Shelved selves

Unpacking literary baggage ♦

booksThe first library I fell in love with was my great-grandfather’s study in Shimla. An angular room with thick glass windows, dark wood furniture and a scuffed, burnt orange carpet, it looked out over the misty tops of ragged pine trees and rounded hills. Like any good study, its architect knew that the delicate work of the mind needs buffering from the shrill sounds of the household, and the library was accessible only from the front veranda. Encircling the room were shelves enclosed within stubborn sliding glass doors; each shelf lined with dusty newspapers – some of which were probably worthy of preservation themselves. Hardcover books were packed tightly together, many of them doubly secured in homemade plastic jackets. Prying a spine loose would set a shoal of silverfish darting into different directions, and large hairy spiders lurked in the corners of the ceiling, spinning their own stories in a spiky gossamer font.

My great-grandfather was a historian and educator, and many of the books were too academic for me on those early summer vacations, but it didn’t matter. Adding to the literary clutter, my brother and I would cart our summer reading in suitcases all the way from the US. We’d sink into the new plastic weave seats of old dining chairs, our noses close to the pages, breathing in the book-must while sneaking glances at my grandfather as he composed letters with a fountain pen at his father’s writing table. This quietly thrilling collegiality was disturbed only by the sudden clatter of monkeys on the tin roof above, or my grandmother calling us for garam chai and butter-smeared, currant-filled fruit buns. Inhaling the dust of these old history books (some of them bundled up and brought all the way from Lahore during Partition) was like absorbing a sense of my own past – recuperating something I thought I’d lost as an angsty first-generation American.

Back then, the contents of the library didn’t matter so much, but age demands prejudice and  I’ve since become one of those people who makes a beeline for the bookshelf upon entering a new home. Recognising an obscure personal favourite in an acquaintance’s collection has often perfectly bound a friendship. And when a new love interest goes off to make tea or pour wine, examining his private life through a shelf of Russian literature or radical politics makes me wonder how neatly this catalogue might complement mine.

My own bookshelves have felt like a distinct disadvantage. Sparsely filled with random titles and castoffs from friends who have also shuttled cities and continents for work, they reflect the fact that carting books in suitcases, or cardboard boxes, has become a fixed feature of a transient life. My childhood library sits on white shelves in America, neatly ordered by author, waiting for when I have my own kids. I haven’t revisited the Shimla study in a decade.
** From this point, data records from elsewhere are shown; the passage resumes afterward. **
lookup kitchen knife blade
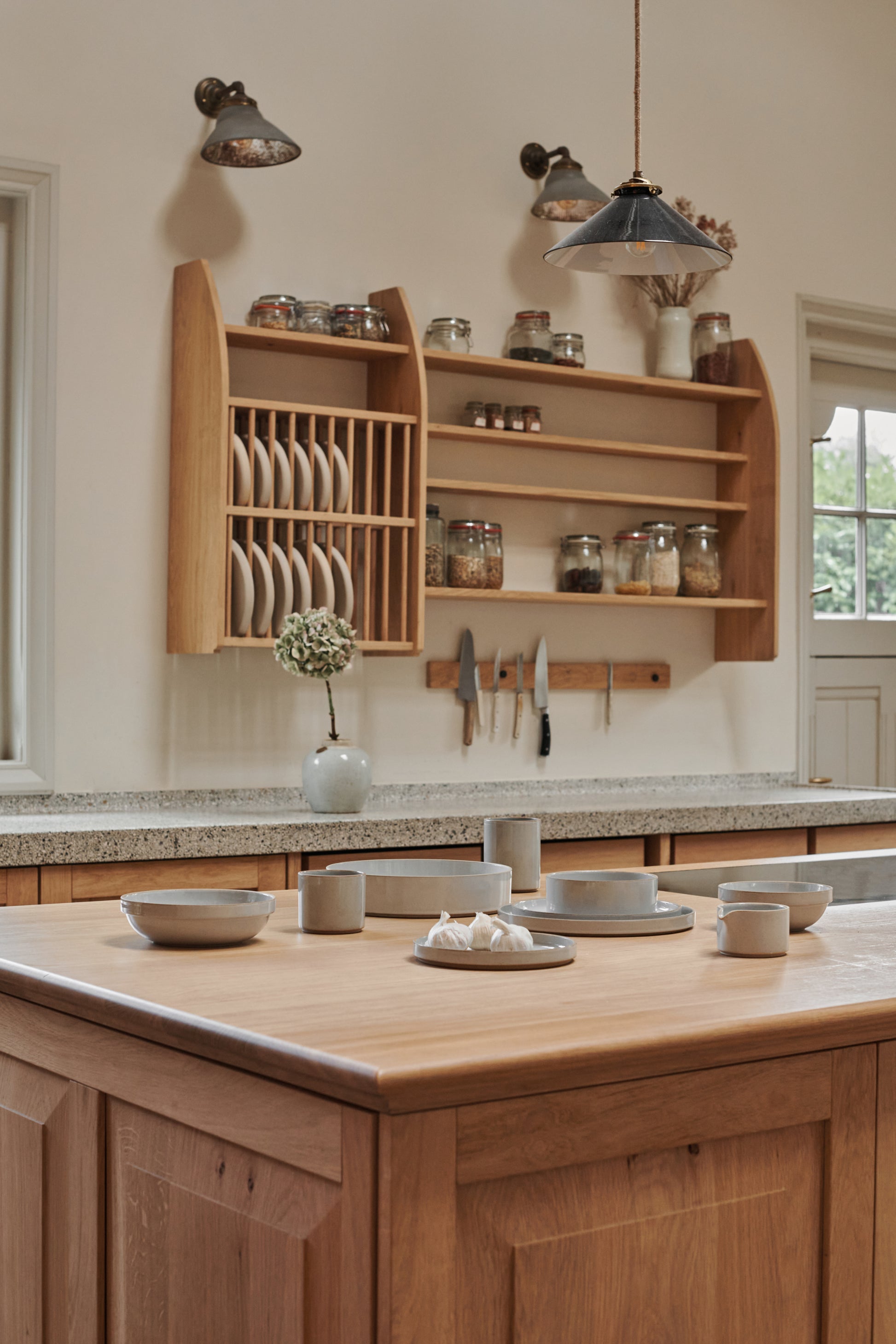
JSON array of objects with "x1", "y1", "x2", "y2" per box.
[
  {"x1": 532, "y1": 636, "x2": 551, "y2": 755},
  {"x1": 457, "y1": 630, "x2": 476, "y2": 747}
]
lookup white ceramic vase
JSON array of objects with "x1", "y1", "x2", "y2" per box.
[
  {"x1": 302, "y1": 738, "x2": 373, "y2": 812},
  {"x1": 657, "y1": 308, "x2": 693, "y2": 382}
]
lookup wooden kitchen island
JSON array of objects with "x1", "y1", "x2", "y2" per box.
[{"x1": 0, "y1": 894, "x2": 896, "y2": 1344}]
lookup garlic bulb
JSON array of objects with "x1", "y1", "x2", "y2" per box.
[
  {"x1": 426, "y1": 910, "x2": 470, "y2": 952},
  {"x1": 489, "y1": 915, "x2": 535, "y2": 952}
]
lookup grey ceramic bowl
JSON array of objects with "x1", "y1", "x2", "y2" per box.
[
  {"x1": 546, "y1": 870, "x2": 660, "y2": 915},
  {"x1": 719, "y1": 878, "x2": 834, "y2": 933},
  {"x1": 121, "y1": 888, "x2": 277, "y2": 948}
]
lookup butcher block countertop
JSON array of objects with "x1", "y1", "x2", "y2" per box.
[{"x1": 0, "y1": 892, "x2": 896, "y2": 1113}]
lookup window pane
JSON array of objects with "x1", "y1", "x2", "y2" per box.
[
  {"x1": 813, "y1": 513, "x2": 855, "y2": 616},
  {"x1": 813, "y1": 406, "x2": 858, "y2": 508},
  {"x1": 865, "y1": 518, "x2": 896, "y2": 616},
  {"x1": 865, "y1": 411, "x2": 896, "y2": 508}
]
But after yet another move, I recently had the chance to rip open the boxes, dust, order by genre and stuff into shelves what felt like various chapters of my life. Worn classics from childhood, theoretical texts scrawled with earnest marginalia from college, all the Delhiana hoarded from editing a city magazine, old postcard bookmarks, a glut of contemporary Indian literature and many volumes with stiff spines and crisp pages set aside for future reading.

“Owning books has been only intermittently of importance to me,” writes Claire Messud in Unpacking My Library: Writers and Their Books. In this edition of a Yale University Press series, Messud continues, “To be weighed down by things – books, furniture – seems somehow terrible to me. It’s important to be ready to move on.” I’ve often felt the same way in the face of heavy boxes and duct tape. In the same book, Gary Shteyngart says, “Some books are just crap and have to be thrown out. But some crappy books remind you of certain times in your life and have to be kept. In the closet.” Why not just throw them all out, I wonder, when that third half-read copy of Moby Dick turns up. Or put a moratorium on book-buying and get a tablet?

But as I sit surrounded by stacks of fresh and faded titles, sniffling not just because of the dust, arranging my shelves gives weight to the task of putting myself back in order. I’m sure digital libraries have their place, but maybe my personal history still needs this hefty cover: this old baggage of beloved literature, those potent, unread volumes taking up space, and yes, even that stash of romance novels, stuffed spine-inward behind the Derrida.